Asian Journal of Medical Sciences (Jan 2016)
Strategies of the treatment of spontaneous esophageal rupture: Report of thirteen cases from Xingtai, Hebei Province, China
Abstract
Aims and Objectives: To explore the treatment of spontaneous esophageal rupture. Materials and Methods: The treatments of thirteen patients hospitalized with spontaneous esophageal rupture were analyzed retrospectively. Initially three cases of hospitalized patients were given operative treatments. During the surgery, food residue and necrotic tissue were removed, and repair of esophageal rupture and jejunostomy were implemented. One closed chest drainage tube was placed at the end of the surgery. All the patients were given nutritional support through vein and nutrient canal placed into the jejunum. The remaining ten cases were given conservative treatments. Early treatments included closed chest drainage, and irrigation with normal saline by the patients’ swallowing. At the same time were given intravenous nutrition. When the patients’ conditions were improved, three cases were given nutrition through nasogastric tube at the same time. The remaining seven cases were given jejunostomy and were given nutritional support through vein and nutrient canal placed into the jejunum.
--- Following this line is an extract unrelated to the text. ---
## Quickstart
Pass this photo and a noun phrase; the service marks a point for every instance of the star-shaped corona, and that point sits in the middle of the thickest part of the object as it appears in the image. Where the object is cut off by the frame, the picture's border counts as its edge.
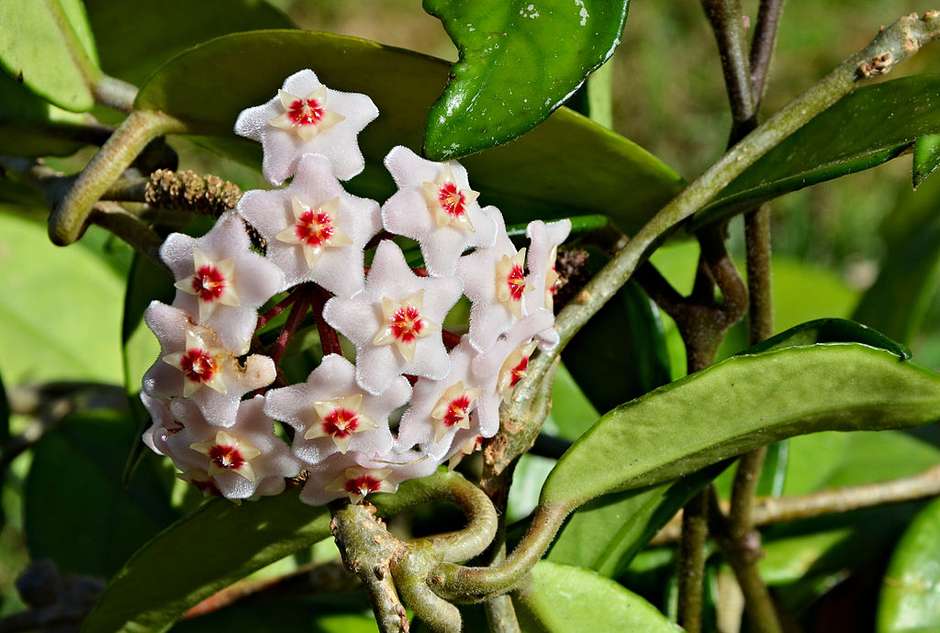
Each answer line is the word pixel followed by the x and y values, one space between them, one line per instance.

Results: In the fi rst 3 patients, who were given emergency operative treatments, two cases died, only single case (33%) recovered. In the other ten cases, one case gave up treatment and discharged from hospital (died of infection with multiple organ failure after discharge). One case had encapsulated pyothorax with atelectasis after chest drainage, and the healing of esophagus rupture were infl uenced, so at the 25th day after esophageal rupture, pyothorax removal and repair of esophageal rupture were implemented, and the patient was recovered well after surgery. The rest eight cases were recovered well after closed chest drainage treatment (80%) without surgery. Conclusion: For the treatment of spontaneous esophageal rupture, we think that it should be given priority to conservative treatment. With adequate drainage and irrigation, and keeping balance of nutritional condition and water-electrolyte, a good therapeutic effect can usually be achieved.